3) PHYSICAL EXAMINATION:

  • Vital signs.
  • Intraoral examination.
  • Head & Neck examination (lymph nodes, TMJ etc)
  • Cranial nerve examination (Evaluation of trigger zone, area of hyperesthesia, hypoesthesia and anaesthesia).

4) RADIOLOGICAL & OTHER SPECIAL INVESTIGATION:

  • Cranial nerve screening examination.
  • Laboratory blood examination.Eg :ESR
  • MRI
  • Bone Scan

Definition Of Pain & Classification Of Pain By Origin

PAIN: Pain is defined as an unpleasant sensation caused by a noxious stimulus that is mediated only along specific nerve pathway into the central nervous system where it is interpreted as pain.

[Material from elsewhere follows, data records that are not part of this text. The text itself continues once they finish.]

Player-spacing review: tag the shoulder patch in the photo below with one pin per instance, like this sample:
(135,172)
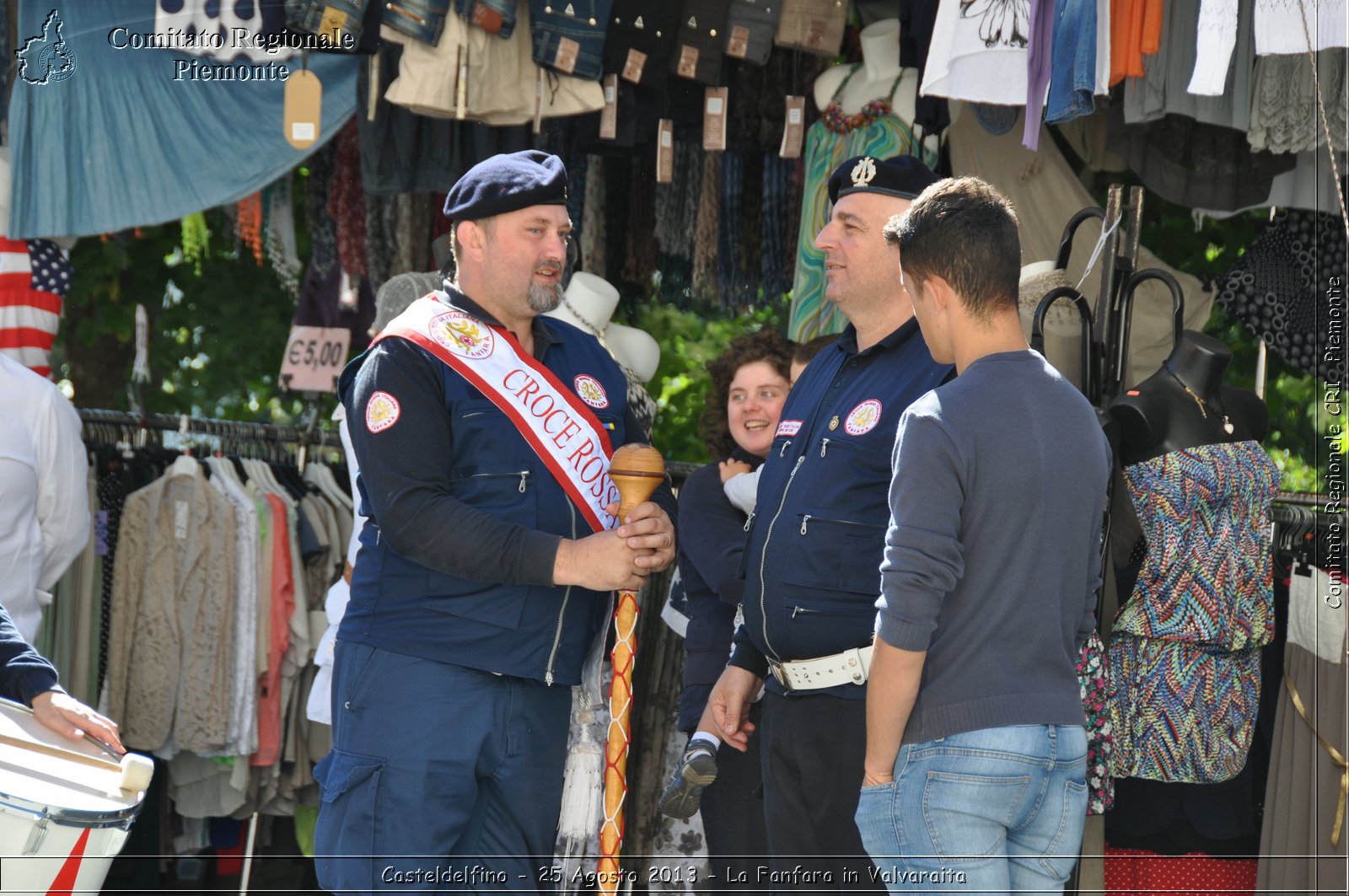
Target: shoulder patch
(863,419)
(590,390)
(382,412)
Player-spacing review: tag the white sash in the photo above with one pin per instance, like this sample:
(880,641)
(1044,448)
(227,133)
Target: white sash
(552,419)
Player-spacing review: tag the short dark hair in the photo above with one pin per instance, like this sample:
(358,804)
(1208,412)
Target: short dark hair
(746,348)
(456,249)
(964,231)
(806,352)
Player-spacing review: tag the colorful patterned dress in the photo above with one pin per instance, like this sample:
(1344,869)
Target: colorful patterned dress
(836,138)
(1185,655)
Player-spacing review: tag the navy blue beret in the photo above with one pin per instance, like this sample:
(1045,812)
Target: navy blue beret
(904,175)
(508,182)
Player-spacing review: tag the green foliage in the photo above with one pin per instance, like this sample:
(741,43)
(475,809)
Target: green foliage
(690,341)
(216,332)
(1298,417)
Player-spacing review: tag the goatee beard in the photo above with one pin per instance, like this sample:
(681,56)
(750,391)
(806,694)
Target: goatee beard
(544,297)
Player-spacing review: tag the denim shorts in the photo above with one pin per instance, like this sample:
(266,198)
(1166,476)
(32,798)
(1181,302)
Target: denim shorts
(752,27)
(422,19)
(815,26)
(361,19)
(701,40)
(641,40)
(568,35)
(995,810)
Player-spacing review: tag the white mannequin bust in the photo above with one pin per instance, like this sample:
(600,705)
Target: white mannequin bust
(589,304)
(880,67)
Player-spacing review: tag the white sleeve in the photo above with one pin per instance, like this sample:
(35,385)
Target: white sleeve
(354,469)
(742,490)
(62,491)
(1213,51)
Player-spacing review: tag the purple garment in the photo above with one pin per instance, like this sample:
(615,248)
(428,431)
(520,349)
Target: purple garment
(1038,71)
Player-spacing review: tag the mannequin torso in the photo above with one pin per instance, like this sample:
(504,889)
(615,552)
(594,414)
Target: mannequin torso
(1185,405)
(589,304)
(877,76)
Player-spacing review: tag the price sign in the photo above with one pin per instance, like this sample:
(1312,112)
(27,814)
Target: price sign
(314,358)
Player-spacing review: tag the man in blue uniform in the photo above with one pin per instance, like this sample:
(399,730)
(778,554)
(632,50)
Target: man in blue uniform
(816,537)
(483,433)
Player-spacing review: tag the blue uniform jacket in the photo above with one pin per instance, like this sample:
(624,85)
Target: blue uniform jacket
(818,534)
(456,556)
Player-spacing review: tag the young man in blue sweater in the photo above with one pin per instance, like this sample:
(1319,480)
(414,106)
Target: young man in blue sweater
(975,752)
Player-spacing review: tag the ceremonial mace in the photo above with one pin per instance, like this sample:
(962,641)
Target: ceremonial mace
(637,469)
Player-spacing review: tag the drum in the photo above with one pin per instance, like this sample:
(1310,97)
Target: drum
(62,813)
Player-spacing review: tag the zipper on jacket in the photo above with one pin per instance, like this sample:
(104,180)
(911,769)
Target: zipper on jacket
(395,7)
(768,537)
(562,613)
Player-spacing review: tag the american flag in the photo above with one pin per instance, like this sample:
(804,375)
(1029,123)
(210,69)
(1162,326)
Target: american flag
(34,280)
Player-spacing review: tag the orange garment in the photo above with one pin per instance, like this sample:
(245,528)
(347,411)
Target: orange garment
(282,608)
(1151,42)
(1135,30)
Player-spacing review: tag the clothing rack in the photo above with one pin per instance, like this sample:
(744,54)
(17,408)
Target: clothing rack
(224,432)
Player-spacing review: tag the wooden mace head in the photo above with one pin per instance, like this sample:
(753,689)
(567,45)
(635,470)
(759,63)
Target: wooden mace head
(636,469)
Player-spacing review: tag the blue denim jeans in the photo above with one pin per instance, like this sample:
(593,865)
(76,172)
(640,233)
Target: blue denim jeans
(997,810)
(422,19)
(1072,62)
(580,22)
(308,17)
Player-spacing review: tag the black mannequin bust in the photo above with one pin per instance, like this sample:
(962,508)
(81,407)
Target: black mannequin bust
(1185,404)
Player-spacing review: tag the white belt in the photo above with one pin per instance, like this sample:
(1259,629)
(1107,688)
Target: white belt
(850,667)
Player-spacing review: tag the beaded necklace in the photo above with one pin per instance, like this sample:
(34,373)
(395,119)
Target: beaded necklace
(1204,405)
(840,121)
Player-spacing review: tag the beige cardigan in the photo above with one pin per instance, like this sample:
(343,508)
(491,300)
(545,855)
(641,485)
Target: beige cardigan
(169,641)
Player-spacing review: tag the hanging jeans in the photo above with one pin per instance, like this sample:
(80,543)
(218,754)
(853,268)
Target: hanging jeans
(568,35)
(1072,61)
(422,19)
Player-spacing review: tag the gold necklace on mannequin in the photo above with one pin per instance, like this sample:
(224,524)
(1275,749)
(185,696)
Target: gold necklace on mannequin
(1204,405)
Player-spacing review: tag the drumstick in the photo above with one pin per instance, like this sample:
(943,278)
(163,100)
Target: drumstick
(637,469)
(134,770)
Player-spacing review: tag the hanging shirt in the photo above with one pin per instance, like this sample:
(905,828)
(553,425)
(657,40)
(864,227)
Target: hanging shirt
(978,53)
(44,502)
(834,138)
(85,148)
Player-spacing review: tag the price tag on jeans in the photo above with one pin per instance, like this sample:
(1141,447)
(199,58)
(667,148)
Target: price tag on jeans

On the basis of origin, pain is classified as following-

  • Somatic pain: Originating from the cells of the organ involved i.e. skin, mucous membrane, bone, joint, muscles etc.
  • Neurogenic pain: Discomfort resulting within the nervous system. Abnormality in the neural structures.
  • Psychogenic pain: Resulting from psychic causes.

SOMATIC PAIN:It involves

  • Skin
  • Mucogingiva
  • Muscles
  • TMJ
  • Bone
  • Pulp
  • Gland,Ear & Eye

NEUROPATHIC PAIN: It can be

  • EPISODIC

–Neurogenic

–Vascular

  • CONTINOUS

–Neuritis (Inflammatory change of the nerve{burning sensations}).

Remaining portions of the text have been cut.